Pablo Iglesias. Photo issue de son compte Twitter. La nette victoire du Parti Populaire (PP, droite) aux élections régionales de Madrid sera une pilule amère à avaler pour les travailleurs, les jeunes et toutes celles et ceux qui ont souffert l’année dernière de la pandémie. Le personnel soignant, qui a vaillamment tenté de surmonter la gestion exécrable et parfois criminelle de la crise par le gouvernement régional du PP, aura tout particulièrement du mal à comprendre ce qui s’est passé. Au début de la crise, en mars, 2020 résidents de maisons de retraite privatisées ont été littéralement laissés à l’abandon par le gouvernement de Madrid.
Par John Hird, Socialismo Revolucionario – section d’Alternative Socialiste Internationale dans l’État espagnol
La participation à ces élections a augmenté de 11% par rapport à 2019 pour atteindre 75,9%, une participation élevée pour une élection régionale. Cela reflète l’atmosphère polarisée de cette campagne. Pablo Iglesias, le dirigeant d’Unidas Podemos qui avait démissionné de son poste de vice-président du gouvernement espagnol pour mener la campagne du parti, et d’autres leaders de gauche ont par exemple reçu des balles par la poste et des menaces de mort.

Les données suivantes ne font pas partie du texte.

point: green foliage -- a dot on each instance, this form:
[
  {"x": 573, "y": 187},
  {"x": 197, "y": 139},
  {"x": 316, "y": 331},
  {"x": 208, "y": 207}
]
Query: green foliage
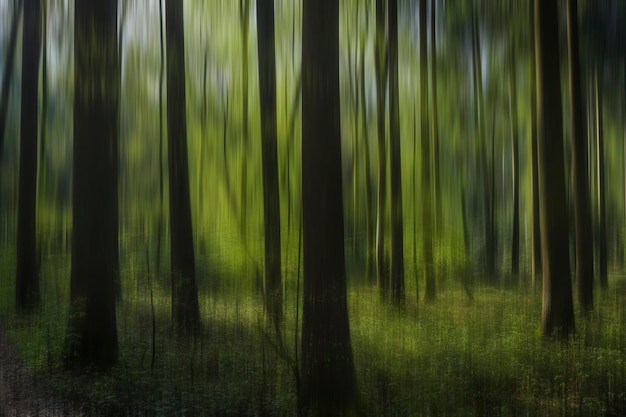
[{"x": 453, "y": 357}]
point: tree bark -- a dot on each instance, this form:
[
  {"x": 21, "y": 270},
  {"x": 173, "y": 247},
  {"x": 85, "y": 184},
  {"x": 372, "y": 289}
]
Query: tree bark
[
  {"x": 435, "y": 126},
  {"x": 536, "y": 264},
  {"x": 7, "y": 73},
  {"x": 582, "y": 206},
  {"x": 558, "y": 313},
  {"x": 185, "y": 311},
  {"x": 602, "y": 249},
  {"x": 490, "y": 246},
  {"x": 427, "y": 243},
  {"x": 272, "y": 283},
  {"x": 92, "y": 335},
  {"x": 515, "y": 167},
  {"x": 244, "y": 20},
  {"x": 328, "y": 386},
  {"x": 381, "y": 92},
  {"x": 27, "y": 265},
  {"x": 397, "y": 236},
  {"x": 369, "y": 218}
]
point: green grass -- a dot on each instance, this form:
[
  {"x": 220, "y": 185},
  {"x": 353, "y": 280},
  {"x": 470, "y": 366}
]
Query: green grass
[{"x": 449, "y": 358}]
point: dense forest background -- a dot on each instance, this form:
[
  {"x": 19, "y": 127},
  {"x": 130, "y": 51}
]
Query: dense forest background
[{"x": 355, "y": 207}]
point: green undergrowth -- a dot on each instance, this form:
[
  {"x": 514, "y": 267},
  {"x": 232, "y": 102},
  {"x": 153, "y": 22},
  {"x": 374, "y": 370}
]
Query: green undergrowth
[{"x": 452, "y": 357}]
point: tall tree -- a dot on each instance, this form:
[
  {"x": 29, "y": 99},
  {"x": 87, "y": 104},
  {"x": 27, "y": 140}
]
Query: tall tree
[
  {"x": 515, "y": 167},
  {"x": 328, "y": 386},
  {"x": 27, "y": 268},
  {"x": 536, "y": 229},
  {"x": 185, "y": 310},
  {"x": 381, "y": 67},
  {"x": 435, "y": 125},
  {"x": 397, "y": 237},
  {"x": 92, "y": 334},
  {"x": 271, "y": 205},
  {"x": 369, "y": 218},
  {"x": 480, "y": 126},
  {"x": 427, "y": 243},
  {"x": 558, "y": 312},
  {"x": 7, "y": 73},
  {"x": 244, "y": 24},
  {"x": 602, "y": 248},
  {"x": 582, "y": 209}
]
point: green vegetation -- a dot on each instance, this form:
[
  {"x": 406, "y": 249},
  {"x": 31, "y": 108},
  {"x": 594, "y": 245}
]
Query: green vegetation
[
  {"x": 395, "y": 155},
  {"x": 453, "y": 357}
]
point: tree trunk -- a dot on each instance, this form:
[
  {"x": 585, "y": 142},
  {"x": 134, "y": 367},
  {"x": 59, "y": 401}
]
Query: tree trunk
[
  {"x": 536, "y": 265},
  {"x": 244, "y": 20},
  {"x": 515, "y": 143},
  {"x": 435, "y": 130},
  {"x": 427, "y": 243},
  {"x": 602, "y": 249},
  {"x": 272, "y": 283},
  {"x": 369, "y": 218},
  {"x": 92, "y": 335},
  {"x": 480, "y": 121},
  {"x": 397, "y": 237},
  {"x": 558, "y": 312},
  {"x": 7, "y": 73},
  {"x": 381, "y": 92},
  {"x": 580, "y": 184},
  {"x": 328, "y": 385},
  {"x": 27, "y": 266},
  {"x": 185, "y": 312}
]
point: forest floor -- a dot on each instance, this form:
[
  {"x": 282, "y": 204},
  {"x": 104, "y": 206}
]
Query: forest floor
[{"x": 20, "y": 393}]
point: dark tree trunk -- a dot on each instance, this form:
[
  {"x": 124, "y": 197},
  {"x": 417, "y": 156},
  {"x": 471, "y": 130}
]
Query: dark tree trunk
[
  {"x": 328, "y": 386},
  {"x": 397, "y": 237},
  {"x": 479, "y": 111},
  {"x": 272, "y": 283},
  {"x": 536, "y": 266},
  {"x": 435, "y": 130},
  {"x": 185, "y": 311},
  {"x": 161, "y": 219},
  {"x": 381, "y": 92},
  {"x": 602, "y": 249},
  {"x": 427, "y": 243},
  {"x": 244, "y": 21},
  {"x": 27, "y": 268},
  {"x": 369, "y": 218},
  {"x": 558, "y": 312},
  {"x": 580, "y": 184},
  {"x": 92, "y": 334},
  {"x": 515, "y": 143},
  {"x": 7, "y": 73}
]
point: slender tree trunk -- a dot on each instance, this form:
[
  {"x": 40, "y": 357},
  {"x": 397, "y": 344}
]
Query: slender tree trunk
[
  {"x": 272, "y": 283},
  {"x": 602, "y": 249},
  {"x": 582, "y": 208},
  {"x": 381, "y": 92},
  {"x": 397, "y": 228},
  {"x": 27, "y": 267},
  {"x": 7, "y": 73},
  {"x": 558, "y": 312},
  {"x": 328, "y": 385},
  {"x": 369, "y": 218},
  {"x": 427, "y": 243},
  {"x": 536, "y": 265},
  {"x": 482, "y": 139},
  {"x": 515, "y": 167},
  {"x": 244, "y": 16},
  {"x": 161, "y": 179},
  {"x": 92, "y": 335},
  {"x": 435, "y": 129},
  {"x": 185, "y": 311}
]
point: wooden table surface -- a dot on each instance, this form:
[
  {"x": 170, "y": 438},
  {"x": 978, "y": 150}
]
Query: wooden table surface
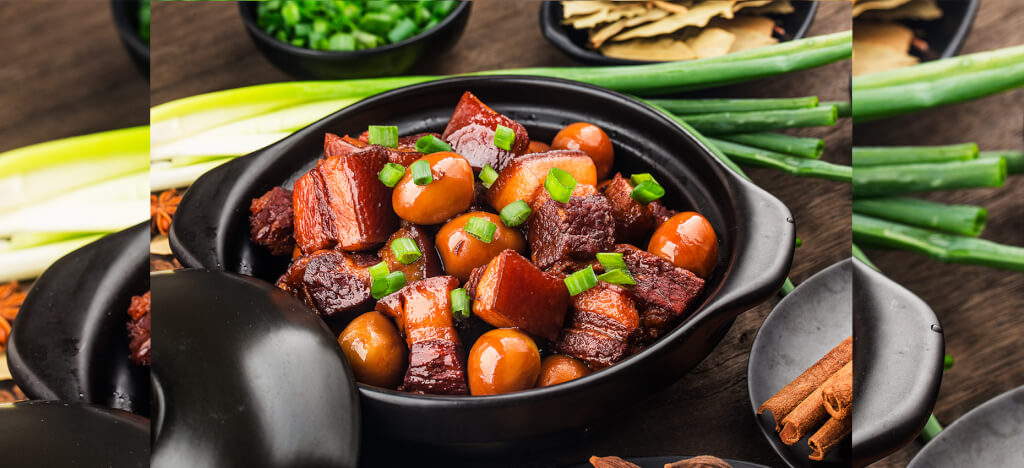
[
  {"x": 204, "y": 47},
  {"x": 979, "y": 307},
  {"x": 64, "y": 73}
]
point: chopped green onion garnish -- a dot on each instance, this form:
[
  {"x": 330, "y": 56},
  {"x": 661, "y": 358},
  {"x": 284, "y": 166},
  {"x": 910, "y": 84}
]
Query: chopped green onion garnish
[
  {"x": 504, "y": 137},
  {"x": 480, "y": 228},
  {"x": 617, "y": 277},
  {"x": 385, "y": 135},
  {"x": 515, "y": 213},
  {"x": 460, "y": 303},
  {"x": 581, "y": 281},
  {"x": 379, "y": 270},
  {"x": 431, "y": 143},
  {"x": 611, "y": 260},
  {"x": 559, "y": 184},
  {"x": 406, "y": 250},
  {"x": 647, "y": 192},
  {"x": 391, "y": 174},
  {"x": 487, "y": 175},
  {"x": 637, "y": 179},
  {"x": 421, "y": 172}
]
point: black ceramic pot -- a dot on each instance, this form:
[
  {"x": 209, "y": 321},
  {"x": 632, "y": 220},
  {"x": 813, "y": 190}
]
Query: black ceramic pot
[
  {"x": 126, "y": 20},
  {"x": 66, "y": 434},
  {"x": 380, "y": 61},
  {"x": 70, "y": 340},
  {"x": 756, "y": 230},
  {"x": 573, "y": 42}
]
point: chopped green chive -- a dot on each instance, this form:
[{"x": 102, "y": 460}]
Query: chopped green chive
[
  {"x": 504, "y": 137},
  {"x": 460, "y": 303},
  {"x": 421, "y": 172},
  {"x": 617, "y": 277},
  {"x": 559, "y": 184},
  {"x": 379, "y": 270},
  {"x": 515, "y": 213},
  {"x": 581, "y": 281},
  {"x": 487, "y": 175},
  {"x": 431, "y": 144},
  {"x": 391, "y": 174},
  {"x": 406, "y": 250},
  {"x": 385, "y": 135},
  {"x": 647, "y": 192},
  {"x": 637, "y": 179},
  {"x": 611, "y": 260},
  {"x": 480, "y": 228}
]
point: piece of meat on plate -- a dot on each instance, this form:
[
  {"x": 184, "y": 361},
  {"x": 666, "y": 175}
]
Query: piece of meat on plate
[
  {"x": 423, "y": 312},
  {"x": 270, "y": 221}
]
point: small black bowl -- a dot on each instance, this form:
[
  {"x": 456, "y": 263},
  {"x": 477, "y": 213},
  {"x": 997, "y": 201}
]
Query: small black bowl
[
  {"x": 573, "y": 42},
  {"x": 246, "y": 375},
  {"x": 385, "y": 60},
  {"x": 945, "y": 36},
  {"x": 126, "y": 20},
  {"x": 67, "y": 434},
  {"x": 211, "y": 230},
  {"x": 991, "y": 434},
  {"x": 70, "y": 341}
]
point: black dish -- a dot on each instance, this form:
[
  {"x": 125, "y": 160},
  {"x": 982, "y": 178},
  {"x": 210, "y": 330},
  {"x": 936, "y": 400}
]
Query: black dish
[
  {"x": 659, "y": 462},
  {"x": 802, "y": 328},
  {"x": 892, "y": 405},
  {"x": 70, "y": 341},
  {"x": 988, "y": 435},
  {"x": 126, "y": 20},
  {"x": 65, "y": 434},
  {"x": 246, "y": 375},
  {"x": 211, "y": 230},
  {"x": 945, "y": 36},
  {"x": 573, "y": 42},
  {"x": 385, "y": 60}
]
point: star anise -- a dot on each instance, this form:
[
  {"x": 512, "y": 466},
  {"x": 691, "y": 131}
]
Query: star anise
[{"x": 162, "y": 209}]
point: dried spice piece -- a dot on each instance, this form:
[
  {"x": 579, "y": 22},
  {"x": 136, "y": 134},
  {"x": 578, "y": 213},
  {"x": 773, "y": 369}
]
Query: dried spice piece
[
  {"x": 11, "y": 298},
  {"x": 162, "y": 208}
]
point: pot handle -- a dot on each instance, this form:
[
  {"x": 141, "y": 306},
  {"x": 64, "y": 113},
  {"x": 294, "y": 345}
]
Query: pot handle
[{"x": 764, "y": 253}]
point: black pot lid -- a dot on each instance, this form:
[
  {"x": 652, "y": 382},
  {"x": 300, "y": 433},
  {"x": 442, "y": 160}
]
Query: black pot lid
[
  {"x": 660, "y": 461},
  {"x": 70, "y": 341},
  {"x": 991, "y": 434},
  {"x": 246, "y": 375},
  {"x": 67, "y": 434},
  {"x": 802, "y": 328},
  {"x": 898, "y": 351}
]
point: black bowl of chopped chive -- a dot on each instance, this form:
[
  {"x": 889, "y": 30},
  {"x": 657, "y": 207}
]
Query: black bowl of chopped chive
[
  {"x": 352, "y": 39},
  {"x": 132, "y": 20}
]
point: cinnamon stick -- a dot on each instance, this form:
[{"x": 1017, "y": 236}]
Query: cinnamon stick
[
  {"x": 837, "y": 392},
  {"x": 797, "y": 391},
  {"x": 833, "y": 432},
  {"x": 808, "y": 415}
]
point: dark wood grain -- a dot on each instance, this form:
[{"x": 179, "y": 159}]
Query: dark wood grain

Il y a clairement des gagnants et des perdants. Le PP dispose de 35 sièges en plus et a obtenu plus de 864.000 voix supplémentaires. Le parti populiste de droite Ciudadanos a perdu ses 26 sièges et plus de 500.000 voix, probablement majoritairement récupérées par le PP. Le parti néofasciste VOX a gagné un siège supplémentaire, et en obtient dorénavant 13, et 35.000 voix de plus. Le PP est en mesure de constituer un gouvernement avec le soutien ou l’abstention de Vox.
Le PSOE, le parti social-démocrate qui dirige le gouvernement espagnol, est le grand perdant. Il est passé du plus grand parti disposant du plus de voix et du plus grand nombre de sièges en 2019 à la troisième place aujourd’hui, derrière Más Madrid, la scission modérée de Podemos. Malgré une campagne très médiatisée menée par Pablo Iglesias, Unidas Podemos (UP) n’a obtenu que trois sièges supplémentaires et une augmentation modérée du nombre de ses voix.
Les élections ne constituent jamais qu’un instantané de l’atmosphère de de la société. Ces élections régionales soulèvent toutefois des questions fondamentales que les marxistes doivent aborder sérieusement.
Un virage à droite à Madrid et dans l’État espagnol ?
Le PP et Vox ont présenté le résultat électoral comme un choix entre « la liberté ou le communisme », tandis qu’Iglesias a rétorqué qu’il s’agissait de choix entre « la démocratie ou le fascisme ». Comme mentionné précédemment, Pablo Iglesias a reçu quatre balles dans un courrier avec une menace de mort contre lui, sa compagne et ses parents. Lors d’un débat à la radio, il a mis au défi la candidate de Vox de condamner les menaces de mort, et quand elle a refusé, il a quitté le débat, suivi par les candidats du PSOE et de Más Madrid.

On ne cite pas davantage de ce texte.